Probamos cada lámpara, sin excepciones.
Algunas empresas realizan pruebas aleatorias: prueban unas pocas lámparas y asumen que las demás están bien. Nosotros no hacemos eso. Cada lámpara pasa por pruebas de estrés a alta tensión antes incluso de llegar al lugar de envío. Buscamos agujeros o microgrietas en el cuarzo y en los revestimientos, algo que el ojo humano jamás podría detectar. Si una lámpara permite que fluya aunque sea un poco de corriente, va directamente a la basura.
Por qué esto es importante: El calentamiento de las obleas genera grandes gradientes térmicos. Ese calor ejerce mucha presión sobre los sellos y conectores. Si el aislamiento es débil, el material se expande al calentarse, lo que puede causar fugas eléctricas. Nos aseguramos de que esa “puerta” permanezca cerrada.
La lucha por el espacio
En el procesamiento de obleas, generalmente hay que colocar las lámparas en espacios muy reducidos. Cuando las lámparas de alta tensión están tan juntas, surge un problema llamado “desplazamiento superficial”. Básicamente, la corriente intenta encontrar un camino más corto a través de la superficie del aislante. Utilizamos revestimientos dieléctricos especiales para evitar esto.
Un consejo: Usar voltajes más altos es bueno, ya que permite utilizar lámparas más largas sin perder potencia. Pero eso pone a prueba al aislamiento al máximo. Si decide seguir este camino, asegúrese de que los soportes de montaje estén correctamente conectados a tierra. Es simplemente sentido común en materia de seguridad.

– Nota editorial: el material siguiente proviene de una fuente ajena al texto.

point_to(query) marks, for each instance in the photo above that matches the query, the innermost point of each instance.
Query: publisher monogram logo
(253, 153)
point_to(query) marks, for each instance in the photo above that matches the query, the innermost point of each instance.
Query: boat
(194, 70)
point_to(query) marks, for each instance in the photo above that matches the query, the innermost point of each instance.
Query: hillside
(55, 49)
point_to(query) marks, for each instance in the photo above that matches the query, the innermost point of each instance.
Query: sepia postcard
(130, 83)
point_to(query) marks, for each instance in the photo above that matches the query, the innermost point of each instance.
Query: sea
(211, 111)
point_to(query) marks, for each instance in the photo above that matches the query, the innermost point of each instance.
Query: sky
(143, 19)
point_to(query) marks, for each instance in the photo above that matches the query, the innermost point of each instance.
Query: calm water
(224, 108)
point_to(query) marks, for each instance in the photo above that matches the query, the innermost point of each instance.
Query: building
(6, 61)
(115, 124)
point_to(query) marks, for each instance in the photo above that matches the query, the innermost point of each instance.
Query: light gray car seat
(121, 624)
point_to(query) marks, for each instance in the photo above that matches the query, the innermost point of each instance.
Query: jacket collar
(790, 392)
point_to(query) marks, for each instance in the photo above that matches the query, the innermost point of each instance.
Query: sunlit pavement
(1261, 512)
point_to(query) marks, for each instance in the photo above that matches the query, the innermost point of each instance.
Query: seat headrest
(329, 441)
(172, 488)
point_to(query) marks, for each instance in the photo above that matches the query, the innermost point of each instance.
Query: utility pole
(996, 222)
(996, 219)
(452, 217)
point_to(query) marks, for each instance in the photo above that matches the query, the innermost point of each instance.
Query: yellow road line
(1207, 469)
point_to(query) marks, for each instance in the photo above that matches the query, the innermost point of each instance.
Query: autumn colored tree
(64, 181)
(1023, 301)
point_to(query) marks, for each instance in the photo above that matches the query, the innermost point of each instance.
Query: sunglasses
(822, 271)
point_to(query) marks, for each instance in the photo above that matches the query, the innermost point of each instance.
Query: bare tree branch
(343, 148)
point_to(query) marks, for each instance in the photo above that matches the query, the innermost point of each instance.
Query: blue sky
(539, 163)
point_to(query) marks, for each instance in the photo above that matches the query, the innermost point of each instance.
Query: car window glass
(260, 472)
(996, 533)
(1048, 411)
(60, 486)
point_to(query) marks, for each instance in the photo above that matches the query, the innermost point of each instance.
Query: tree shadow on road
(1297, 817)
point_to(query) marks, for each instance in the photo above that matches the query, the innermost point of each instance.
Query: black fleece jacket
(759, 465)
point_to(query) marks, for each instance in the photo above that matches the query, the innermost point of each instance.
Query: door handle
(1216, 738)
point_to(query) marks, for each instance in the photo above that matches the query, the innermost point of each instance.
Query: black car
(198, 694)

Equilibrando seguridad y calor
Hay un delicado equilibrio aquí. Si se utiliza una capa gruesa de aislamiento, la lámpara será muy segura, pero eso puede afectar cómo llega el calor a la oblea. No se quiere elegir entre “seguridad” y “precisión”. Nos dedicamos a equilibrar estas características para que obtenga la protección eléctrica que necesita, sin afectar la uniformidad térmica. Así funciona todo.